Giant Brazilian NOC Petrobras has published six commitments related to the transition to low carbon with a goal of zero emissions growth by 2025. In 2020, however, the company announced that it would be at least two years before it moved into the renewables arena, prioritising instead its existing assets.

Last Man Standing?

With the largest daily oil production of any company, Saudi Aramco has for many years been one of the world’s major global oil suppliers. It is vital to Saudi Arabia’s existence, since the oil and gas sector accounted for about 50% of the country’s GDP and 70% of its export income (2018). 

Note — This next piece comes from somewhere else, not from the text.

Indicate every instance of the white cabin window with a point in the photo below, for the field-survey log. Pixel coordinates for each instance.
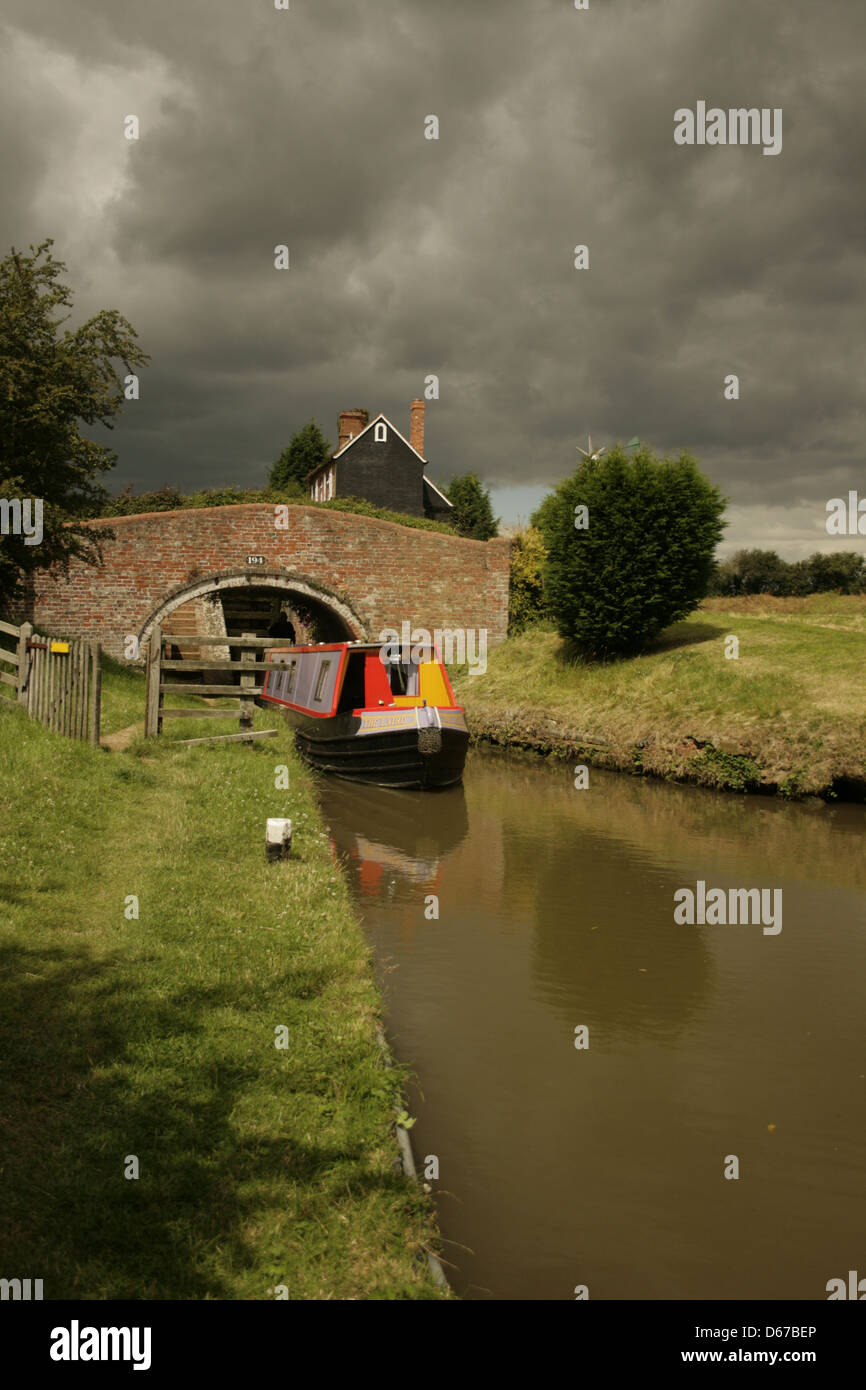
(320, 683)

Saudi Aramco has been implementing emission control measures for a number of years. It installed flare-gas recovery systems as long ago as 1980, powers some fields through renewable energy and has developed research programmes looking at reducing the carbon footprint of oil production, growing non-fuel applications for crude oil and advancing sustainable transport. However, the company emphasises the importance of the circular carbon economy, focusing on reducing emissions through energy efficiency technologies and the extensive use of greenhouse gases in EOR and for manufacturing industrial products and feedstocks. It is also actively removing CO2 from the atmosphere through carbon sequestration initiatives, including planting millions of trees to combat desertification and enhance biodiversity.

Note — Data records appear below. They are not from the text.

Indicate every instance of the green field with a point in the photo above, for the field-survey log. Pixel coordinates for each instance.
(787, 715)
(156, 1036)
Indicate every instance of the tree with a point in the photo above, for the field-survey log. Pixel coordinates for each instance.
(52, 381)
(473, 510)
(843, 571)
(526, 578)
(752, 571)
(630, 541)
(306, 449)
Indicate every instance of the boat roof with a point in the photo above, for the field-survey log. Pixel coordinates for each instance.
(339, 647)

  • Saudi Aramco is actively removing CO2 from the atmosphere by restoring mangrove habitats in Saudi Arabia’s coastal areas. Source: Shutterstock.

While it has diversified to include non-carbon projects in its portfolio, particularly hydrogen, oil and gas is still “the bedrock of the company”, according to official statements. Saudi Aramco owns some of the world’s most cost-efficient and least energy intensive oil reserves to develop; cheap, plentiful resources mean that the company could continue producing for as long as there is any demand.

Looking to the Future

Despite all these promising statements, however, if NOCs continue with the development and production plans they have announced, over the next decade they will produce more than 300 Bbo – close to the amount the oil industry as a whole should produce if the world is to keep emissions under the limits set in the Paris Accord. So what will drive NOCs towards deeper involvement in the energy transition? Since many governments are heavily reliant on their state oil companies for revenue generation, they are unlikely to start imposing heavy restrictions or ambitious emissions reduction targets on them. Maximising income to fund important social and education programmes is often higher in government’s priorities than reducing carbon emissions. However, pressures to ‘go green’ from investors and from their own populations are expected to increase, particularly in countries where the physical effects of climate change are becoming evident. Importantly, to play an effective role in the energy transition, NOCs need to be financially robust and operationally sound and if possible to have transitioned out of the regulatory roles historically assigned to them.

Maybe NOCs need to be encouraged by their controlling states to imitate IOCs like BP and Shell, and start calling themselves energy rather than oil companies, concentrating on investment in alternative energy sources to help them and their countries move away from an unsustainable dependence on oil. It has to be said that it will be much easier for countries with large reserves to do this than for ones with smaller resources and less well developed energy industries, even if they have abundant alternative resources like wind and solar. If not properly planned, this transition could be very hard. Ultimately, the NOCs need to realise, as the IOCs have done, that this is a business opportunity that could help them look forward to an energy-rich future.